Home economics teachers believe they have halted the slide in their subject and experts suspect the increased publicity given to food safety may partly account for the apparent revival in its fortunes.

But delegates to the annual conference of the Institute of Home Economics in Glasgow on Saturday heard from a leading academic that the value of cooking has to be rediscovered as a cultural issue. Annie Anderson, professor of food choice at Dundee University, said too many Scots still looked on cooking as something to "loath and hate".

The latest figures from the Scottish Qualifications Authority reveal that the remorseless decline in the subject from 22.7 Higher presentations per 1, 000 pupils in 1991 to a low of 12.7 in 1994 is has been reversed by an upward trend from a rate of 16.7 in 1995 to 17.4 in 1996.

This year's exam diet looks as though the trend is continuing with more than 800 Higher grade presentations compared with 570 last year. The number of Standard grade entries at 11,000 is just short of the 1991 level, although that represents only one in six of the fourth-year age-group.

Eileen Gillan, chairman of the Institute of Home Economics, who is adviser in North Lanarkshire, put the change down to effective teaching, improved courses which are not "paper-bound" and the fact that home economics is a good preparation for the jobs market in an increasingly service-dominated economy.

Ms Gillan predicts an even rosier future as the new textiles and clothing curriculum pack, launched in April, begins to bridge the gender gap. Boys were as excited as girls at using technologically based manufacturing systems which do the work that sewing machines used to do, she said.
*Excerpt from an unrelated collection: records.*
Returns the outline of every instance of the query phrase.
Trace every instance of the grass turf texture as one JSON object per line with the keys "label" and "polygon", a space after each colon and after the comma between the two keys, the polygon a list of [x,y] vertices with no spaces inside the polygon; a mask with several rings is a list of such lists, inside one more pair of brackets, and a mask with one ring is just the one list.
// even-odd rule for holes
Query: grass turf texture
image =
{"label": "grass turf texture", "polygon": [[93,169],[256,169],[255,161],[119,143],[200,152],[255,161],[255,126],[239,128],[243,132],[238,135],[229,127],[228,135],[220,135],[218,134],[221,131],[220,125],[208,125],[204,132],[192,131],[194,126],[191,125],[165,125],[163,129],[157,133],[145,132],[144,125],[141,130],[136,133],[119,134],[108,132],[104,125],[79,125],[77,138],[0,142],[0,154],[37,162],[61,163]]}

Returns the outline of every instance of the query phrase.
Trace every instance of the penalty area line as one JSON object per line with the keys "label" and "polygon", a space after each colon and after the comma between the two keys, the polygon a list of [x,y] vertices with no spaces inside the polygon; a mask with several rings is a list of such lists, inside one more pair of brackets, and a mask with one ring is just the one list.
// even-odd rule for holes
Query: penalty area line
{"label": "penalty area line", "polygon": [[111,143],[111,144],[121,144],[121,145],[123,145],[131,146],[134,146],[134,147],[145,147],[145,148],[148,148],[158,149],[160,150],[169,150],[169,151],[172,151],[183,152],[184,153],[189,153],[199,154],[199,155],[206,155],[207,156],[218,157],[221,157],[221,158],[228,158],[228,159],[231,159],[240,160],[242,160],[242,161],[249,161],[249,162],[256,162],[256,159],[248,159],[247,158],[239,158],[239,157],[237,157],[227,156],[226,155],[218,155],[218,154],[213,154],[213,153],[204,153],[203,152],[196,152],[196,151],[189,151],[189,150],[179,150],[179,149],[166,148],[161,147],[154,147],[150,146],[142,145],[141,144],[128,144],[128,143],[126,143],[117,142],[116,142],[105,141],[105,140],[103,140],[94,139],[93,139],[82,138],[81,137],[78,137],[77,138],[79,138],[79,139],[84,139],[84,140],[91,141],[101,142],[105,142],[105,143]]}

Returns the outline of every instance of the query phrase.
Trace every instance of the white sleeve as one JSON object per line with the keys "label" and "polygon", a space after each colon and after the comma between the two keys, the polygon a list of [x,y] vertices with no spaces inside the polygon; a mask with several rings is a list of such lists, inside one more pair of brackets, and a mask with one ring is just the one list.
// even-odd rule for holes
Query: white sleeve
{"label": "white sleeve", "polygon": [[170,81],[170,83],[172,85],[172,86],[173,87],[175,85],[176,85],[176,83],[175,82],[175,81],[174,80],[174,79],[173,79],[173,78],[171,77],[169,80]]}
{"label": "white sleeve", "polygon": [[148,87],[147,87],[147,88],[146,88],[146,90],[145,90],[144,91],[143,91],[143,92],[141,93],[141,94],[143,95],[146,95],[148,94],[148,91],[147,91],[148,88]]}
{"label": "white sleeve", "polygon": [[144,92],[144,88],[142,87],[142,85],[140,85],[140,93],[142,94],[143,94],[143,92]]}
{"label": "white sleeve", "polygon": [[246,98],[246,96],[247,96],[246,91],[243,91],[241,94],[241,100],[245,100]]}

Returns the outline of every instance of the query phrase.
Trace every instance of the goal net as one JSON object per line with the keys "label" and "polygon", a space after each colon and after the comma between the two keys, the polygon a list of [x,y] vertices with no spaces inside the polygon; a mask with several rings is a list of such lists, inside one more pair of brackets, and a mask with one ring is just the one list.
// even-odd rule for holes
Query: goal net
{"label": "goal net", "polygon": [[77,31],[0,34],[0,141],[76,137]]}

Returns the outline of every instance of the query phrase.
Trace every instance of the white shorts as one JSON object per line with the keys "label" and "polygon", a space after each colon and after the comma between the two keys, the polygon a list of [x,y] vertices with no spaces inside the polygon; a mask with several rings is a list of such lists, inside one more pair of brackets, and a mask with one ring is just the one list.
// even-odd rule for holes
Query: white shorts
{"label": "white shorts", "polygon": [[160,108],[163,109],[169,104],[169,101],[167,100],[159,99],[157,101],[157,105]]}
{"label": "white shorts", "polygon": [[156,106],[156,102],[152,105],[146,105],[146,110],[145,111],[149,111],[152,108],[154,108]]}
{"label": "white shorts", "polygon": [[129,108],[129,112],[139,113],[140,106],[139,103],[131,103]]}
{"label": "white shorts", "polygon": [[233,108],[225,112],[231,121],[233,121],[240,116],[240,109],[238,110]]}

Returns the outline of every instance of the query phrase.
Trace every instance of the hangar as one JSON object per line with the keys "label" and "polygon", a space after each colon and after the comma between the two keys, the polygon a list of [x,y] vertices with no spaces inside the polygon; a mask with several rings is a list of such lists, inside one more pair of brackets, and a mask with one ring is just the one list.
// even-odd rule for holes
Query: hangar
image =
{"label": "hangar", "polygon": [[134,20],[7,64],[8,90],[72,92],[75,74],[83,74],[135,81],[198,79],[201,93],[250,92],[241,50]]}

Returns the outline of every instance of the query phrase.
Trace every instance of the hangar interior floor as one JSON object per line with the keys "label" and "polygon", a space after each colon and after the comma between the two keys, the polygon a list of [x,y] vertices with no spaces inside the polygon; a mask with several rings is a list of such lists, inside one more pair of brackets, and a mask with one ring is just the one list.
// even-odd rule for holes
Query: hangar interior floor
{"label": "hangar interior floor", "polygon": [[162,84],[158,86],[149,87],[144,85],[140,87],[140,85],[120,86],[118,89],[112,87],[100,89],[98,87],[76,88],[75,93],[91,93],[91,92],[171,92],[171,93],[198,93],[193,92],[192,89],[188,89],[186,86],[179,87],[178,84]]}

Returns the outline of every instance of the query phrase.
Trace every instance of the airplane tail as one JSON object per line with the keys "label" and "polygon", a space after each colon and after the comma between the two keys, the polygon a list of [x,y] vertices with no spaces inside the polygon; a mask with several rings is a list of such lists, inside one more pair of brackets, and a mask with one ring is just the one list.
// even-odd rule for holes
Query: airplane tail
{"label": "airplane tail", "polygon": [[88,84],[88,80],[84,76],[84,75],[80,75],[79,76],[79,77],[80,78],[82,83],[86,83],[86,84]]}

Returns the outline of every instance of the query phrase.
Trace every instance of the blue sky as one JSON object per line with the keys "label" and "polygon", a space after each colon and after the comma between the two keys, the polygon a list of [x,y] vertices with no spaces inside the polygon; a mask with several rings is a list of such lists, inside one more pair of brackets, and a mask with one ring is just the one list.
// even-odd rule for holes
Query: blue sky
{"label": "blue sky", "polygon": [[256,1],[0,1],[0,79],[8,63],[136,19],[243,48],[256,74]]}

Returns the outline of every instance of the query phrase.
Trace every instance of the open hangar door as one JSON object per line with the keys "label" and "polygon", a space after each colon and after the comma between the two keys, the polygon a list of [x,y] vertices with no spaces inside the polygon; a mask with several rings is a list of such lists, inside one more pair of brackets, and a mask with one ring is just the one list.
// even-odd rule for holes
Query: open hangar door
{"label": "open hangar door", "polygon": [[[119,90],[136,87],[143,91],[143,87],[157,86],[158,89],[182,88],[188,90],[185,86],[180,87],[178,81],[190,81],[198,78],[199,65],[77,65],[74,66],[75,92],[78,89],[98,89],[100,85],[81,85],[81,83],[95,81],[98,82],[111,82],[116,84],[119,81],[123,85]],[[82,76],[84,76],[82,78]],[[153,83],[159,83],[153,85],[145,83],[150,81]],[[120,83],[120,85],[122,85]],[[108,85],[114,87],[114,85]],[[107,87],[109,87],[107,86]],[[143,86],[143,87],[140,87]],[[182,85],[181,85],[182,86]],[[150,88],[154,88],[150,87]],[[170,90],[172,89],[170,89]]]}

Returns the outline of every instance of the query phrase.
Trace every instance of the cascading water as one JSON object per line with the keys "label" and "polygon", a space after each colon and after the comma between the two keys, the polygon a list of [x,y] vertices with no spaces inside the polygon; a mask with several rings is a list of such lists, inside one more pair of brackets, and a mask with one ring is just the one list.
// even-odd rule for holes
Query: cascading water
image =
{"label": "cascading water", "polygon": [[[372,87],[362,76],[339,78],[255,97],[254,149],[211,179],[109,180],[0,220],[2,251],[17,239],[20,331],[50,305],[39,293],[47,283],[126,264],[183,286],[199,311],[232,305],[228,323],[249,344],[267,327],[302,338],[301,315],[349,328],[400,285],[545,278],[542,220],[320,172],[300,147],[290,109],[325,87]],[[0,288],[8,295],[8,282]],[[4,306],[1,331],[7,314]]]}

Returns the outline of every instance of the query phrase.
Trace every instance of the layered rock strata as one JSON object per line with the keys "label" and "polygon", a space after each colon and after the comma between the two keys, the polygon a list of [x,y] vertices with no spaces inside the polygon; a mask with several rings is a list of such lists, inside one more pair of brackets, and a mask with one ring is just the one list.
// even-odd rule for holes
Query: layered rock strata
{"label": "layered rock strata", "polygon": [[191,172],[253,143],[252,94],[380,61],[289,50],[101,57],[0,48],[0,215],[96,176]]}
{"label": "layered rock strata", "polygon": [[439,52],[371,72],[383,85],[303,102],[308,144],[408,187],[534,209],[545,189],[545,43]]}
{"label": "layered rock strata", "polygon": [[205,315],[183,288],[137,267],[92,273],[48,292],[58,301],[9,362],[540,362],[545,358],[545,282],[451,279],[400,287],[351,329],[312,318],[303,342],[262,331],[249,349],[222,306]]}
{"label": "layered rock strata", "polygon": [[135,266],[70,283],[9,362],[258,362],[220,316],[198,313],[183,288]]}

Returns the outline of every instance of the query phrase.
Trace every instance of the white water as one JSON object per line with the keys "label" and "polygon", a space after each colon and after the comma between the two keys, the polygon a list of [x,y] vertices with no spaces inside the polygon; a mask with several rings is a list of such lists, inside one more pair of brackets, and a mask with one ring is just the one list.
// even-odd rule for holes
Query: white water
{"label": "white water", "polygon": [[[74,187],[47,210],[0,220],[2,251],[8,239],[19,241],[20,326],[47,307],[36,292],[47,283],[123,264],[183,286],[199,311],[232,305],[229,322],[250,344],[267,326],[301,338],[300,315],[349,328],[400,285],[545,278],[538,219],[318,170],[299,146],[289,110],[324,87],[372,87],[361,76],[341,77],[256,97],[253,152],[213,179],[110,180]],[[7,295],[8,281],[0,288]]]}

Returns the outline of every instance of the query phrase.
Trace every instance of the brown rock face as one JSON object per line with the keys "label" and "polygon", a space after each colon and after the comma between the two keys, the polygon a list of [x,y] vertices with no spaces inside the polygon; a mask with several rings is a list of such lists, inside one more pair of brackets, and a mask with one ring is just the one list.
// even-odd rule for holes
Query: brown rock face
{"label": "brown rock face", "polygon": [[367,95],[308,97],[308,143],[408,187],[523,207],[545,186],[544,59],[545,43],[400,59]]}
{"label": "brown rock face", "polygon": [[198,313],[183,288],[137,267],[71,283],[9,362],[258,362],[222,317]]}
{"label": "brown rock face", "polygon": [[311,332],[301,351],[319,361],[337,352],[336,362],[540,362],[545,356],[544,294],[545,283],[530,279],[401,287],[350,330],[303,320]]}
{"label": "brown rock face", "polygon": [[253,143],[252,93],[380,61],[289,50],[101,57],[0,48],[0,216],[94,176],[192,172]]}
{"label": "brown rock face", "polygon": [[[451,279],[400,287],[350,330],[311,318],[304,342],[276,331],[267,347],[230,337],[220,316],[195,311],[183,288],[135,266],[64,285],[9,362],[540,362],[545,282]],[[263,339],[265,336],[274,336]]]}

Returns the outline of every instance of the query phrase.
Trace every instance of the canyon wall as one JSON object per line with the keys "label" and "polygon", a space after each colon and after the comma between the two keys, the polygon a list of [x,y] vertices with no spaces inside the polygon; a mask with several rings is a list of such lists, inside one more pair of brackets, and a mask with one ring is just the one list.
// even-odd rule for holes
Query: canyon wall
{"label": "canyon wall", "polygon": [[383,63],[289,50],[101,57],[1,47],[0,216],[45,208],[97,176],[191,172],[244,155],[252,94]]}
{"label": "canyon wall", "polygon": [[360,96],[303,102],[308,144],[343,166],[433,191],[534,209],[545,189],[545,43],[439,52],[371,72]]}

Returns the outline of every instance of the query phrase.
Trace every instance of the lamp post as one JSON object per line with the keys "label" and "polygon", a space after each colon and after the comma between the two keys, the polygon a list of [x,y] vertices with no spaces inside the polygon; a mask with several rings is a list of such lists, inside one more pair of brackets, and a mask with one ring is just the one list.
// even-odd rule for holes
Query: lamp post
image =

Frances Gallagher, adviser in Glasgow, believes the subject is increasingly seen as a passport to jobs which in itself will help to raise achievement. "If the economy of the country rests more firmly on hospitality and tourism, it should help to give home economics a clearer perspective," she said.

Angus Forrester of the Scottish Qualifications Authority said that scares over food hygiene and continuing concern over the Scottish diet have helped teachers promote the subject.

There was more good news for home economics this week when it was confirmed that Northern College has stepped in to plug the gap left when Jordanhill said there would be no training courses for home economics next session. The Scottish Higher Education Funding Council has now allowed Northern College to increase its quota of home economics students.

* A motion at this weekend's Educational Institute of Scotland annual conference calls for primary schools to have specialist home economics teachers.